(Frankreich 2003)
Regisseur Bruno Dumont gehört zu den Vertretern des New French Extremism, deren Filme sich auch von den normalen Arthouse-Filmen durch ihre Sperrigkeit absetzen. Dumont verwendet in diesem Film das klassische Cinemascopeformat und dieser Film verlangt die große Leinwand des Kinos.
Die Handlung des Filmes ist schnell erzählt, David, ein amerikanischer Photograph (David Wissak) will oder soll das russische Model Katja (Katja Golubeva) für ein Magazin in der Wüste photographieren. Keiner der beiden spricht die Sprache des anderen, weswegen man sich auf Französisch verständigen muss, das keiner der beiden sonderlich gut spricht. Vielleicht gerade deswegen entsteht zwischen den beiden eine Beziehung, sie jedenfalls verliebt sich in ihn und er erwidert ihre Gefühle, auch wenn sie sich häufig über Nichtigkeiten und sprachliche Missverständnisse streiten. Das Wüstenkaff Twentynine Palms mit einem Motel, einer Tankstelle, einem Café und einem Discounter dient ihnen über ein paar Tage als Operationsbasis. Motivsuche mit dem Hummer, Streiten, Nichtstun und Ficken bilden das Grundgerüst ihrer Zeit dort und des Filmes. Abgesehen von ein paar anderen Menschen, die dort arbeiten sind die beiden praktisch allein. Wenn doch einmal ein paar andere Menschen in den Motelpool springen, verlassen sie dies um sich zum Sex auf ihr Zimmer zurückzuziehen.
Wüste heißt immer Einsamkeit und auf sich selbst zurückgeworfen zu sein, und vor den Felsen des Joshuatree Nationalparks wird jedem klar, wie klein und unbedeutend doch der Mensch im Vergleich zur Natur ist.
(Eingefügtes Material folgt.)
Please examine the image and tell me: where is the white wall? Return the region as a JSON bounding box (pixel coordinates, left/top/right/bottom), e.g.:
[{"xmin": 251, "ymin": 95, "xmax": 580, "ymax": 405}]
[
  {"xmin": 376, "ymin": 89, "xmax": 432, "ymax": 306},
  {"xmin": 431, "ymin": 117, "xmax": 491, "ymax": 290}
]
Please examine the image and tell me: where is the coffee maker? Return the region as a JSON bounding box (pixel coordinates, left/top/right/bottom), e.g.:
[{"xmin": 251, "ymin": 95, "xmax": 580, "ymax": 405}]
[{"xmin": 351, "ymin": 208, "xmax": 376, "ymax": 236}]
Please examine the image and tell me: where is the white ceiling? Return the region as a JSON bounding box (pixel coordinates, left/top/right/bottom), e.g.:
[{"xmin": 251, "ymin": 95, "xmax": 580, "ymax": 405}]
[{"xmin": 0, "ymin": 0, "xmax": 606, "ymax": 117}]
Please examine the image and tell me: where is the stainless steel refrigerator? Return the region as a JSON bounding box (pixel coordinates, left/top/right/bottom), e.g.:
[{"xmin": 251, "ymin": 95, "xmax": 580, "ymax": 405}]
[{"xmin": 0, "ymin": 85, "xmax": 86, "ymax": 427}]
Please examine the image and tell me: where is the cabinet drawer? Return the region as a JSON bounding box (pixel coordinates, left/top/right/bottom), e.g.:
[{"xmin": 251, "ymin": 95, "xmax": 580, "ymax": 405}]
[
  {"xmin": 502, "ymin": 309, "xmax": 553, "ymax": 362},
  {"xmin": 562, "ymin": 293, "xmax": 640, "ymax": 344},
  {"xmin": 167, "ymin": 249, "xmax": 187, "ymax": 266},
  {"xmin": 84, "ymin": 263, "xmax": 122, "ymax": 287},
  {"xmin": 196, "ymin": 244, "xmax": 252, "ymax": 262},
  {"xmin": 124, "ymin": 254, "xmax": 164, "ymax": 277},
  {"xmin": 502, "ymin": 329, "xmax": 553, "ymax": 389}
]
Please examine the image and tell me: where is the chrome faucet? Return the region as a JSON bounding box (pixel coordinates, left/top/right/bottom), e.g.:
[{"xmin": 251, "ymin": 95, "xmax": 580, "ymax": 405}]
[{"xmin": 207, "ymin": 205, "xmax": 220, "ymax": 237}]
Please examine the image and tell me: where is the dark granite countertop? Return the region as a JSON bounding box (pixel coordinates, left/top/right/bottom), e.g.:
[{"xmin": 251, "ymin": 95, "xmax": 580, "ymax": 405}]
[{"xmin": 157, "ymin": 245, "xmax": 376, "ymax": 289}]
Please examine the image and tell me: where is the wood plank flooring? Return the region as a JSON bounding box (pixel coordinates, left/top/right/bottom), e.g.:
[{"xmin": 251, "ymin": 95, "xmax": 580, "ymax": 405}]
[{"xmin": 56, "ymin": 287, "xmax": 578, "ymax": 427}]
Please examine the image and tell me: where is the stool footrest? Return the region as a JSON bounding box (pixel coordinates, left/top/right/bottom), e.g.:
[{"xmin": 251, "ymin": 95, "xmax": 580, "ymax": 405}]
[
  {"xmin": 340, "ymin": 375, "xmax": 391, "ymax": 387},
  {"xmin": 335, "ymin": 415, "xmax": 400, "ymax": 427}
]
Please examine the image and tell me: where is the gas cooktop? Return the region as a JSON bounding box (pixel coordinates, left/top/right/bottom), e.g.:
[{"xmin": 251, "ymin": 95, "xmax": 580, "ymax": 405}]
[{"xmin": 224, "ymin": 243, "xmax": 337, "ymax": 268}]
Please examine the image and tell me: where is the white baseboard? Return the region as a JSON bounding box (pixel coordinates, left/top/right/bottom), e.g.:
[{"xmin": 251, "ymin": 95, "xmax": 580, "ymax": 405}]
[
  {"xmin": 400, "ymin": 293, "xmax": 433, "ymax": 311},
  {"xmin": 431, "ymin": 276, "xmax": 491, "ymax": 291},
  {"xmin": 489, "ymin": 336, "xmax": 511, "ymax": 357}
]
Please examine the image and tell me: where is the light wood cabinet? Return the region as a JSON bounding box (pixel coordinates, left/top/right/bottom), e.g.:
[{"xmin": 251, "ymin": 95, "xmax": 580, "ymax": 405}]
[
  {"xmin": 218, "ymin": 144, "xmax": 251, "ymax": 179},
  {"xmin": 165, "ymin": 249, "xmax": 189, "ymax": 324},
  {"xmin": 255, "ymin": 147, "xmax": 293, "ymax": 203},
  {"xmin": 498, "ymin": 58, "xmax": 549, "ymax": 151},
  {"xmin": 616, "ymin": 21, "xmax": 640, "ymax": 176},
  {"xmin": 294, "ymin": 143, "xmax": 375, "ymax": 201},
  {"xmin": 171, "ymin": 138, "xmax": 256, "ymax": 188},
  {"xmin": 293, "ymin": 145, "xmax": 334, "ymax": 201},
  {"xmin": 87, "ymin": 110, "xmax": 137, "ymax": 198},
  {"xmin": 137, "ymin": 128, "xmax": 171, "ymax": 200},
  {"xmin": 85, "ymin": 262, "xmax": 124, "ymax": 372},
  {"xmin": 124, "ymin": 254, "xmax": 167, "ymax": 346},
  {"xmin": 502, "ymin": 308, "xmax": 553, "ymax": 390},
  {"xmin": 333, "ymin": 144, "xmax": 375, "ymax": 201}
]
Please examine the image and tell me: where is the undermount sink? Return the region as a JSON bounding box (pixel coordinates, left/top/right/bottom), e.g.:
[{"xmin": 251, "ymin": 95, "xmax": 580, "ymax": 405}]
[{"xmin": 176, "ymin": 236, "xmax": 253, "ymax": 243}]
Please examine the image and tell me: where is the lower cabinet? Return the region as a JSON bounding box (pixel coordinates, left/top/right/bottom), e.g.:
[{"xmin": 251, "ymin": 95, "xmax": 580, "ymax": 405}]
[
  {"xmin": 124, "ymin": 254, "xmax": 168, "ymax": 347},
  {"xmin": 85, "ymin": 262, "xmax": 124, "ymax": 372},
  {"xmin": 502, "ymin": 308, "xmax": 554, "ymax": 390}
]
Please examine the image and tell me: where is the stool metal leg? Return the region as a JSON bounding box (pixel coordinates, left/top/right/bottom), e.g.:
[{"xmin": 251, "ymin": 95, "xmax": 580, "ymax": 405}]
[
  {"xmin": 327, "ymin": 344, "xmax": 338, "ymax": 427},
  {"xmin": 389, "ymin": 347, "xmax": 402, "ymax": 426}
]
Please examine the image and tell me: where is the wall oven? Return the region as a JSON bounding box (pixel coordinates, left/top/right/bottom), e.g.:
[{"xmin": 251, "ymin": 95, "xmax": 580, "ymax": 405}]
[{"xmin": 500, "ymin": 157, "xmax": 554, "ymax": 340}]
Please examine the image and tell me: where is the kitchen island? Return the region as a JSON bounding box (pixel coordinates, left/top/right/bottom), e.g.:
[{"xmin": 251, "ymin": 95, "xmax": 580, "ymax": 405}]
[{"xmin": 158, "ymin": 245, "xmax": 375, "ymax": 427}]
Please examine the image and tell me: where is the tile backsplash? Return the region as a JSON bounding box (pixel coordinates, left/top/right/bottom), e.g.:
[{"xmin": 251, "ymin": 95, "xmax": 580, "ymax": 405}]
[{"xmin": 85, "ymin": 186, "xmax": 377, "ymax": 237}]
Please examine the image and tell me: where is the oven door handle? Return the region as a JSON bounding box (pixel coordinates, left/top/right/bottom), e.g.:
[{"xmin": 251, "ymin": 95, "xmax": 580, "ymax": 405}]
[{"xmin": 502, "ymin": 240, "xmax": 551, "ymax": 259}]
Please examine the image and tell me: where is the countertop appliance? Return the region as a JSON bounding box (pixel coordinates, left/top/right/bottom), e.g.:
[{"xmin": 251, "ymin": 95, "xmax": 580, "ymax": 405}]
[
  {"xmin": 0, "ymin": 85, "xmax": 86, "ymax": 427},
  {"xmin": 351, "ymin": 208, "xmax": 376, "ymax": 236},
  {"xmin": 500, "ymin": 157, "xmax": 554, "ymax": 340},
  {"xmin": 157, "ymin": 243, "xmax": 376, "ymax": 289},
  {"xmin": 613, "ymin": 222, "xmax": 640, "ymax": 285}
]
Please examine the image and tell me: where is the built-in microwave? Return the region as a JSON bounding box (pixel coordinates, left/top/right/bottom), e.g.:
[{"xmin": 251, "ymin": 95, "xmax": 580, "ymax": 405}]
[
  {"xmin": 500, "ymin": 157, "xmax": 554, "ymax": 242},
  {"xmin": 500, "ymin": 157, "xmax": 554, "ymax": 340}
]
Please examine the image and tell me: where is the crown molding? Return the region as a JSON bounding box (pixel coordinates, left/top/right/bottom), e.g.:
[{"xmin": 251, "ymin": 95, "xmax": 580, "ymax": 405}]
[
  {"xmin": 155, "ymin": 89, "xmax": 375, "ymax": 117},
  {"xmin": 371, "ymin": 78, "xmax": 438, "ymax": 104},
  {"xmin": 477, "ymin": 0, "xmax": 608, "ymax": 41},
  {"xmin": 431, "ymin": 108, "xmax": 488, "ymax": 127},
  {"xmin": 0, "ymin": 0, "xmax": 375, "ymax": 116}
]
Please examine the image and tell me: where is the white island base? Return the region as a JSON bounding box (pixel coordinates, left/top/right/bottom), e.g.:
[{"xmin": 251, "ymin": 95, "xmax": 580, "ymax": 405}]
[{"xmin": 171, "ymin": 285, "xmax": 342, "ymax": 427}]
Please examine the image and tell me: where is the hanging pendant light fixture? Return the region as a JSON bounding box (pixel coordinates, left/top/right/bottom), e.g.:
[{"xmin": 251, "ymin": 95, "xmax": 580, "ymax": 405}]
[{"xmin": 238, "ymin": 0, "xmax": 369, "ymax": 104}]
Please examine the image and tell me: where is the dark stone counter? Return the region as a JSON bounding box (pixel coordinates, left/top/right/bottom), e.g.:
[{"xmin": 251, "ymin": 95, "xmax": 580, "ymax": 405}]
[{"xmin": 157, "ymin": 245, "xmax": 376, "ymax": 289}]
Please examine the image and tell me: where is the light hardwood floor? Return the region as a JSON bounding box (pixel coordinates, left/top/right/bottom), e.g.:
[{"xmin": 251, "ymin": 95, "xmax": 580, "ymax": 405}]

Dumont vermittelt uns dieses Gefühl deutlich durch seine extrem langen Einstellungen. Manche Kritiker werfen ihm vor, er würde hier nur einem klassischen Touristenblick auf die USA werfen, aber diese Kritik greift zu kurz. Zwar wird von Anfang an auf die typische Gewaltsamkeit der Amerikanischen Kultur angespielt, Davids Hummer, und der ist bei weitem nicht der einzige, der sich auf den Wüstenpisten bewegt, ist eine Entwicklung des Militärs, Katja trägt bisweilen, wenn sie überhaupt etwas trägt, eine Outdoorhose in Wüstentarnfarbe, und die Beziehung der beiden ist bisweilen handgreiflich, und der darauf immer folgende Versöhnungssex[1] ist aggressiv lustvoll. Dennoch, auch wenn sich eine gewaltsame Bedrohung durch die Stimmung langsam andeutet, kommt der wirkliche Gewaltakt als absolute Überraschung. Dumont, der bis dahin eher auf den Spuren von Robert Bresson[2] mit seinem genauen Beobachten von Menschen in ihrem Alltag gewandelt ist, lässt die Gewalt wie ein surrealistisches Happening hereinbrechen und zitierte da noch im Vorbeigehen Stanley Kubricks Clockwork Orange. Und wie es sich für einen Postmodernen Film gehört, wird mit der Opferrolle auch noch gespielt.
Der Film lebt von der Körperlichkeit seiner Schauspieler. Ihre Körper erzählen mit jeder Faser die Geschichte der beiden Charaktere, Situationen und andere Lebewesen, und die Reaktionen der Protagonisten darauf nehmen das Ende des Filmes eigentlich schon vorweg, in der Wüste findet man Gott, heißt es in der Bibel, und man kann dort nachlesen, was Samson geschah, als er seines Haares verlustig ging. Dumont ist zwar ein bekennender Atheist, aber als Universitätsprofessor ist ihm der Inhalt der Bibel durchaus vertraut.
[1] Nein, der Film ist definitiv nichts für Puritaner
[2] Einer der hier besprochenen Filme ist Ein zum Tode Verurteilter ist entflohen.